Hava ulaşımı da hep gündeme gelken bir konu. Uçakların karbon salınımı yüksek. Gönüllü bir birreyin Afrika’daki kırsal bölgelere yardım etmek için giderken uçağa binmesi yarar mı sağlıyor acaba yoksa toplam karbon salınımını artırdığı için zarar mı veriyor? Cevabı zor sorular…
Eskiden Kuzey Avrupa’da “Sin Redeem” uygulaması varmış. Her türlü günahı işle, daha sonra kilise ile anlaşıp bir bedel öde ve hooop günahlar silinsin. Bugün de çevreyi kirlettik ama ağaç diktik diyerek vicdanımızı rahatlatıyoruz ancak. Zor bir denklem bu, içinden çıkılmıyor.Karbon vergileri konuıları gündemde, hatta bazı ülkelerde uygulamalar var. Üretilen ürünlerin karbon emisyonuna göre fiyatlanması ve temiz enerji ile üretilen ürünlerin avantajlı olması için yapılması gereken düzenlemelerin fersah fersah gerisindeyiz. Yenilenebilir enerji yatırımları arttı ve maliyetler de düştü ancak belirsiz petrol fiyatları üreticiyi seçim yapma konusunda zorluyor. Tek kriter maksimum karlılık olduğunda Çevre konuları kaybolup gidiyor.

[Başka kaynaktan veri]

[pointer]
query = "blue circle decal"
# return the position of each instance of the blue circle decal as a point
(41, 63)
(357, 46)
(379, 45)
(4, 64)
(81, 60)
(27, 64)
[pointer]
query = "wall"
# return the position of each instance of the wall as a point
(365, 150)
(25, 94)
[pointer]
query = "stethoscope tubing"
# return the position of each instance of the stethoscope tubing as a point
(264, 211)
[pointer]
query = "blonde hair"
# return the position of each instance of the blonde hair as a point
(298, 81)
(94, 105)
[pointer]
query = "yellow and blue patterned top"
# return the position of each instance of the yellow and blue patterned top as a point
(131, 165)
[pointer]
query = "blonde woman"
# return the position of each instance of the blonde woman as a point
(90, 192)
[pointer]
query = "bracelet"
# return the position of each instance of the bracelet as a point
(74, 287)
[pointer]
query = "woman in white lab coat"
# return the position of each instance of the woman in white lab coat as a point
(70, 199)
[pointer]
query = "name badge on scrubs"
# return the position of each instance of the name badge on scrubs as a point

Monbiot anlatmaya ve yazmaya devam ediyor. Benzerbaşlıklarda onlarca kitabı var. Ben Türkçe’ye “Bu Enkazı Kaldırmak” olarak çevrilmişl olan “Out of the Wreckage kitabını da okudum. 2017 yılında yazıldığı için daha güncel veriler için yeni kitabı referans alınabilir.